Pela efetivação da Lei Maria da Penha

18/08/16 | Lutas no Brasil

A Lei Maria da Penha (11.340/2006), fruto da luta dos movimentos de mulheres e feministas, completou 10 anos no último dia 7. Embora não seja aplicada e efetivada integralmente, a lei é um importante mecanismo de prevenção e combate à violência doméstica e familiar contra as mulheres.

Com a Lei, este tipo de violência deixou de ser tratada como um delito de menor potencial ofensivo, responsabilizando o Estado pela resolução da questão. Garante a criação de Juizados Especializados de Violência Doméstica e Familiar contra a mulher, a implementação de políticas de assistência e de proteção às mulheres, a adoção de Medidas Protetivas de Urgência (MPUs) pelo judiciário e o reconhecimento da união estável entre lésbicas.
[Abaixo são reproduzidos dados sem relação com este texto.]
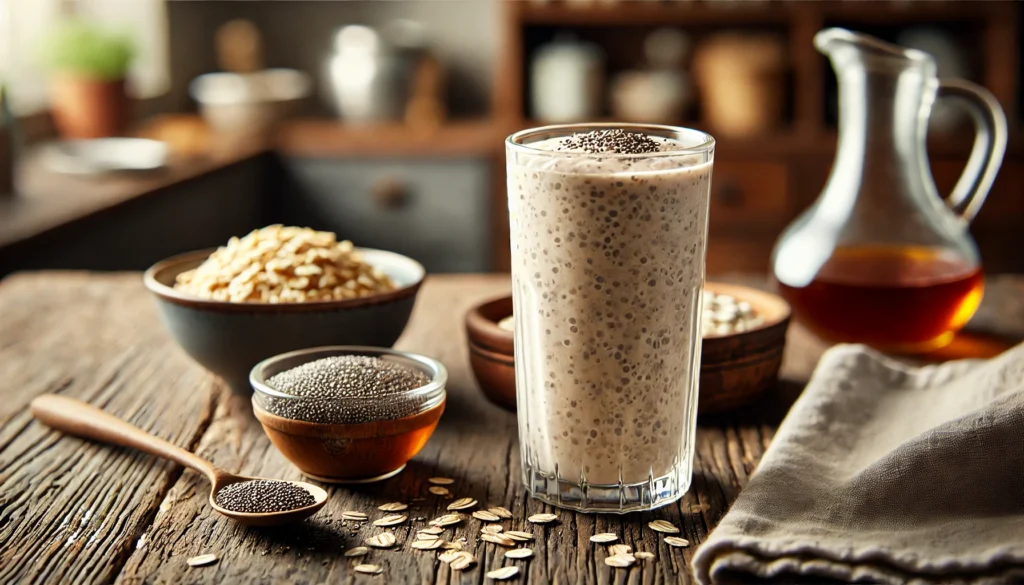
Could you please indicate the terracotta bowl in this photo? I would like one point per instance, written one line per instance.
(734, 368)
(228, 338)
(738, 367)
(491, 350)
(348, 453)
Um dos principais desafios da LPM está na sua implementação.

São poucos os equipamentos de assistência e proteção, como Centros de Referências e Casas Abrigos. O Ceará dispõe apenas de dois juizados especializados e nove delegacias de defesa da mulher. A maioria das MPUs é arquivada, revogada ou extinta, aumentando o descrédito das mulheres em relação à justiça.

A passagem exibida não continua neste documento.